DÜSSELDORF Niemand kann sagen, dass die Landespolitik es nicht ernsthaft versucht: Aufgeschreckt durch den Missbrauchsskandal von Lügde haben die Parlamentarier für Montag rund 30 Experten aus ganz Deutschland nach Düsseldorf gebeten. Den ganzen Tag lang wollen sie mit ihnen über alle nur denkbaren Möglichkeiten sprechen, wie Kinder in NRW besser vor sexueller Gewalt geschützt werden können.
Innenminister Herbert Reul (CDU) hat sein Ministerium bereits umgebaut. Seine neue Stabsstelle gegen Kinderpornografie hat schon nach wenigen Wochen erschreckende
„Kinderpornografie ist zu einem Massenphänomen geworden“Herbert Reul (CDU) NRW-Innenminister
Zahlen zusammengetragen: Weil an allen Ecken und Enden Personal fehlt, werten die Ermittler derzeit nur 228 von 1895 anliegenden Verfahren aus. 557 Durchsuchungsbeschlüsse könnten derzeit nicht abgearbeitet werden, so Reul vor wenigen Tagen. Er wies die Polizei an, das entsprechende Personal zu verdoppeln. Als Reul sagte: „Kinderpornografie ist zu einem Massenphänomen geworden“, lag Verzweiflung in seiner Stimme.
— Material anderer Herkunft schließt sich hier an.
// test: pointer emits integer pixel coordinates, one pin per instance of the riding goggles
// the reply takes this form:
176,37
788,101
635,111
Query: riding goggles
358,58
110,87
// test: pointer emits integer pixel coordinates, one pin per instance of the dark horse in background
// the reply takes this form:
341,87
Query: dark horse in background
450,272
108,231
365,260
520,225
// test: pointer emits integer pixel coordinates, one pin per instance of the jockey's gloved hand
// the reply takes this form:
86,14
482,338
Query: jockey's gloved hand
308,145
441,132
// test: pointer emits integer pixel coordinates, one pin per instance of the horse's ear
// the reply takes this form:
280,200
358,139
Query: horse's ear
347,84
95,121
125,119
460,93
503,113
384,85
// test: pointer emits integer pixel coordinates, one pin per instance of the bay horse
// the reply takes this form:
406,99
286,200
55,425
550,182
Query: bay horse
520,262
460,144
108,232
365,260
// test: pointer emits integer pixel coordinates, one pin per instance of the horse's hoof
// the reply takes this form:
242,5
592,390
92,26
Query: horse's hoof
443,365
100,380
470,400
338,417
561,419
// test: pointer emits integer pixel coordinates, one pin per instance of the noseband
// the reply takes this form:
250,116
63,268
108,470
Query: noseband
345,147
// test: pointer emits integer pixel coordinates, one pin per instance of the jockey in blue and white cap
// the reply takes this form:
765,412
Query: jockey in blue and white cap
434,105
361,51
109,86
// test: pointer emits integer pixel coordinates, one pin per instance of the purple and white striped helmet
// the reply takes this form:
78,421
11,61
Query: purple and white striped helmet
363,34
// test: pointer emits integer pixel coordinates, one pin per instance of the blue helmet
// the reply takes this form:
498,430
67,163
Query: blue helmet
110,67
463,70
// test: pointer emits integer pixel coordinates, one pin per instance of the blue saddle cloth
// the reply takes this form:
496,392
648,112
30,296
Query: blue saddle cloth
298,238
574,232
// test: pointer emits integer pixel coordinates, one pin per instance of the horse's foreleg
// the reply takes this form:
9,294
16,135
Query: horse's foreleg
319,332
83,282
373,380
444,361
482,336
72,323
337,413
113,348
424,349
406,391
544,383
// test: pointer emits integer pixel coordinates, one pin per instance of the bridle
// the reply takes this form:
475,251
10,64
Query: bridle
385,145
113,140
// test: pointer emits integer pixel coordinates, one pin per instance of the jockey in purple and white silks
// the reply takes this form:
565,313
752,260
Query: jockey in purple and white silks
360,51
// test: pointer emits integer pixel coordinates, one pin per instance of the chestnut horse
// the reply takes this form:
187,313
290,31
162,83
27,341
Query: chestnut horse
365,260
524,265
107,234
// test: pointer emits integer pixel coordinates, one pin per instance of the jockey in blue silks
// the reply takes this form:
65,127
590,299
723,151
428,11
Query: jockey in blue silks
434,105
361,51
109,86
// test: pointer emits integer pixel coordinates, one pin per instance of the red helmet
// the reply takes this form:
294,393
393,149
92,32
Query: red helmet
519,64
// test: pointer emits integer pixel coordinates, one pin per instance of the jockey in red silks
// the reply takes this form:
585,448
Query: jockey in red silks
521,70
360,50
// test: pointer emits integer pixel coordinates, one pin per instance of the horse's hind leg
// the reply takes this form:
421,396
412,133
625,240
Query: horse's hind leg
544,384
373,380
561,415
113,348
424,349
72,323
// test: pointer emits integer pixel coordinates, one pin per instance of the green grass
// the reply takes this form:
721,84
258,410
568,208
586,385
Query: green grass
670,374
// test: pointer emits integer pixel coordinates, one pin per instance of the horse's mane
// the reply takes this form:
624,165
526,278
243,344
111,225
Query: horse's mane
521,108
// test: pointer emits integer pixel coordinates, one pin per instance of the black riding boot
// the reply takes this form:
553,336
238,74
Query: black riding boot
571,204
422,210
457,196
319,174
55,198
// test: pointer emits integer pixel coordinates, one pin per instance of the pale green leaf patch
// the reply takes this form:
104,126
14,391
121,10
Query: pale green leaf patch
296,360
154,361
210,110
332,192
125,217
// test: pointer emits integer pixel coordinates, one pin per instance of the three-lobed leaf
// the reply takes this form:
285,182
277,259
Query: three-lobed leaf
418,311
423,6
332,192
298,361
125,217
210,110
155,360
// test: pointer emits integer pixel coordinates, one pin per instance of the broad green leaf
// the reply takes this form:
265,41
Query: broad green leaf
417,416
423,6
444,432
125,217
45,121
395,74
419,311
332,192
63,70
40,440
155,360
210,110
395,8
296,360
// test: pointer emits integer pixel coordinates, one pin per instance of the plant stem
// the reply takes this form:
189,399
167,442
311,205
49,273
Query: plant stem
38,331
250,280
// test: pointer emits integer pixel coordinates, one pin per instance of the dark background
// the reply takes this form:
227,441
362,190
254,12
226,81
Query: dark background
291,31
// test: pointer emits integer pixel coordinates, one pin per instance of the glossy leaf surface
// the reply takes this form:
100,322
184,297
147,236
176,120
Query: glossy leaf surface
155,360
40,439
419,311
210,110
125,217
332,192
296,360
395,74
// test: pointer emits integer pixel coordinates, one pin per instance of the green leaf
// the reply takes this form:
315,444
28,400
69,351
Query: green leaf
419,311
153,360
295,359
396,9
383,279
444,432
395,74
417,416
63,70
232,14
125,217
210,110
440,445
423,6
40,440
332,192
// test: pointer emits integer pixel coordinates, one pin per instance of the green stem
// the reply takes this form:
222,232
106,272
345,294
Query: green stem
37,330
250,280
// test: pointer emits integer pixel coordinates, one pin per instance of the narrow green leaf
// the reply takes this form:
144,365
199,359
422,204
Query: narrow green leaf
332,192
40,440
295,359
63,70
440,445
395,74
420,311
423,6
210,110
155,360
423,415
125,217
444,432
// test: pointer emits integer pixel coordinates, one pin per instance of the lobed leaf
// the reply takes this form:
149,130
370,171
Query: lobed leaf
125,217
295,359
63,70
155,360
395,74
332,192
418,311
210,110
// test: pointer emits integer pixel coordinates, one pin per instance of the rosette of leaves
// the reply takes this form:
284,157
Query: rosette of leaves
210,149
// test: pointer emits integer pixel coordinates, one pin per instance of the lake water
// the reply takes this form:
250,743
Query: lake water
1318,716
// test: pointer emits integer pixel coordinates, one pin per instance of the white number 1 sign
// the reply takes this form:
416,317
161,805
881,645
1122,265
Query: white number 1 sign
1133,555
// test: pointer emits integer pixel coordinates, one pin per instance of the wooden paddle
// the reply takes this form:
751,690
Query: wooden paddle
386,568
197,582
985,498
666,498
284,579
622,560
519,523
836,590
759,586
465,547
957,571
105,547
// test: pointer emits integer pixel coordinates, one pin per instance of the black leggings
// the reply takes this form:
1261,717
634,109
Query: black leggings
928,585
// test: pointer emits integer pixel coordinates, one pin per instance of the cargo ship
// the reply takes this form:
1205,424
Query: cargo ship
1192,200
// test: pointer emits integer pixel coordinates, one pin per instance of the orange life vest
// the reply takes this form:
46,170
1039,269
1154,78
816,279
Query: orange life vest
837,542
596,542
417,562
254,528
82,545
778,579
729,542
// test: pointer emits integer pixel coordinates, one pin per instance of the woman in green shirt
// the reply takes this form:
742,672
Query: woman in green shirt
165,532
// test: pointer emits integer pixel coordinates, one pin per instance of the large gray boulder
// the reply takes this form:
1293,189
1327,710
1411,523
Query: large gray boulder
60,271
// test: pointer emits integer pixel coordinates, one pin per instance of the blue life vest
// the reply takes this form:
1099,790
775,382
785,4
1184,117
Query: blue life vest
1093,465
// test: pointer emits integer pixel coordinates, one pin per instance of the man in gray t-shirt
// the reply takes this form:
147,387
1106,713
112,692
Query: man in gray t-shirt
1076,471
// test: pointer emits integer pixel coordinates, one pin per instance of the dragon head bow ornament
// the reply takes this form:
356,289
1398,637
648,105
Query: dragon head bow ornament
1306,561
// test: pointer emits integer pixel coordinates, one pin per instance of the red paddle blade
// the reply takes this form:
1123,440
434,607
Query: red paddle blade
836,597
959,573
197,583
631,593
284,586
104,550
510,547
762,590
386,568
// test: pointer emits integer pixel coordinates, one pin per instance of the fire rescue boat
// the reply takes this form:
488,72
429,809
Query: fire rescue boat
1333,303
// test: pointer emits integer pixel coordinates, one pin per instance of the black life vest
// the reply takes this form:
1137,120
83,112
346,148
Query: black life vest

Auch die Justiz des Landes arbeitet auf Hochtouren. Donnerstag beginnt vor dem Landgericht Detmold einer der traurigsten und spektakulärsten Prozesse der vergangenen Jahre: Auf einem Campingplatz in Lügde an der Landesgrenze zu Niedersachsen sollen mehr als 40 Kinder sexuell missbraucht worden sein. Jahrelang, ohne dass jemand etwas davon mitbekommen haben will.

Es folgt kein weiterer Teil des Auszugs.